Get Up & Grow: Healthy Eating and Physical Activity for Early Childhood - Staff and Carer Book

Healthy Eating Guideline - Encourage children to try different food types and textures in a positive eating environment

Page last updated: 25 May 2011

The early childhood years are a crucial time for eating a variety of foods and developing eating behaviours and food preferences. The greater the variety of foods that children are exposed to in their early years, the greater the likelihood that they will eat a range of foods as an adult.

Mealtimes should provide a relaxed, safe environment for children to try new foods. Offer and encourage new foods regularly, including a variety of tastes, textures and colours. Include familiar foods as well as new foods, and encourage children to taste new ones. Continue to offer new foods to children, even if they do not taste them on the first few occasions. Being in a group can encourage children to try new foods, as they are more likely to do so if they see their peers eating and enjoying them.

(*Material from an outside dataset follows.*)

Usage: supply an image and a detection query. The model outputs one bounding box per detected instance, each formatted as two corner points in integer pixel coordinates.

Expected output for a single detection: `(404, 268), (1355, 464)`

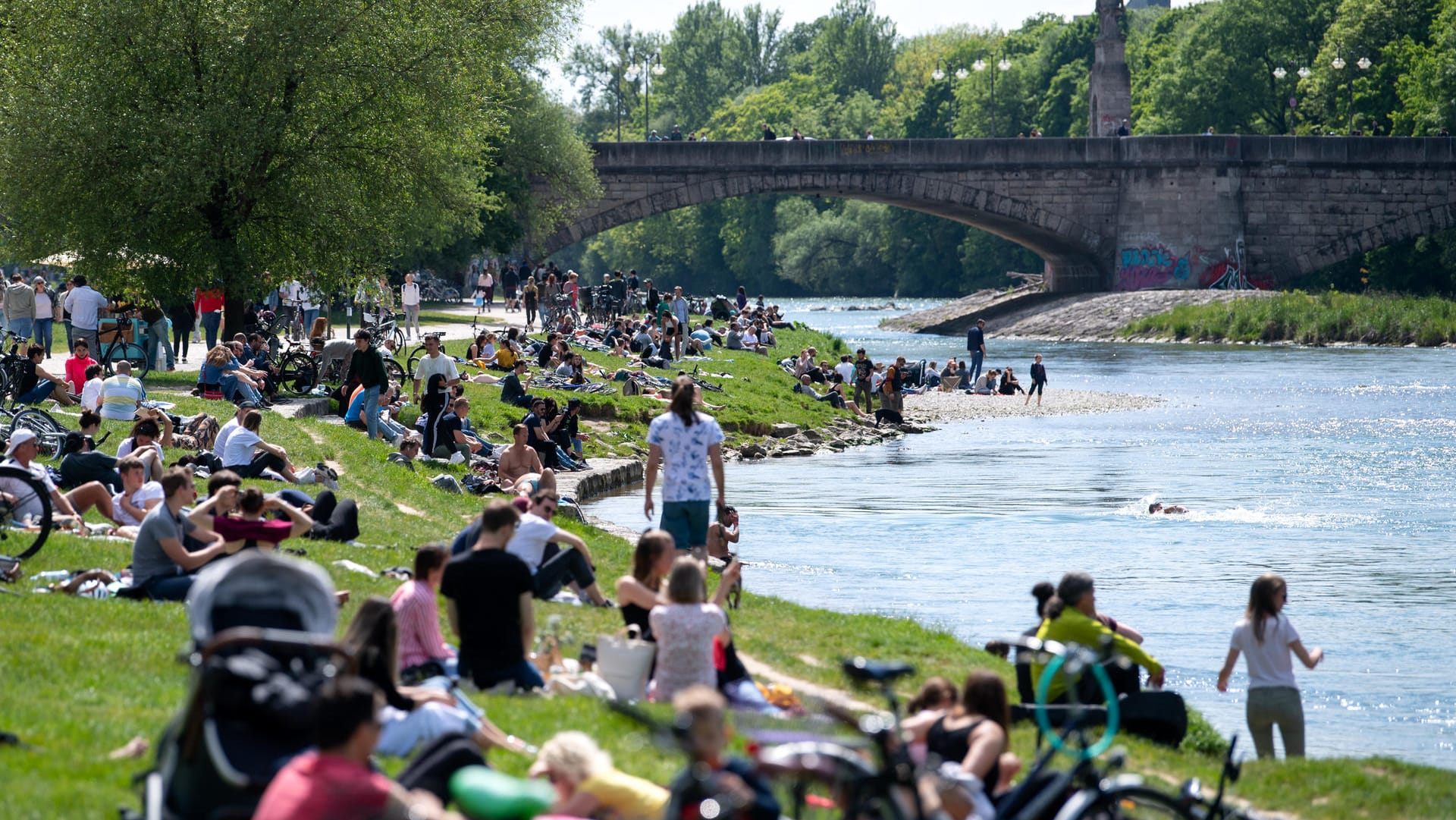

If food is not provided by the setting, encourage parents to provide a variety of foods for their children. Although sharing food is not recommended, it can be helpful to discuss with children the variety of foods brought in lunchboxes, without singling out particular children.

The role of adults

You have a big influence on the children you work with. They learn a lot by watching what you do and from listening to you. By sitting with children at meals and demonstrating healthy eating behaviours, you can teach children good eating habits.

Some important points about this role include the following:
  • Sit with children during meals and snacks.
  • If food is provided, eat the same food as the children.
  • Encourage children to taste all the foods offered at a meal or snack.
  • Never give or deny food as a reward or punishment.
  • Make sure the social environment is calm and positive.

Working with parents

Work in partnership with parents, and support them to encourage healthy eating behaviours at home. Discuss eating and nutrition with parents, as this provides a valuable opportunity to learn about children’s eating habits and skills both at home and in the early childhood setting.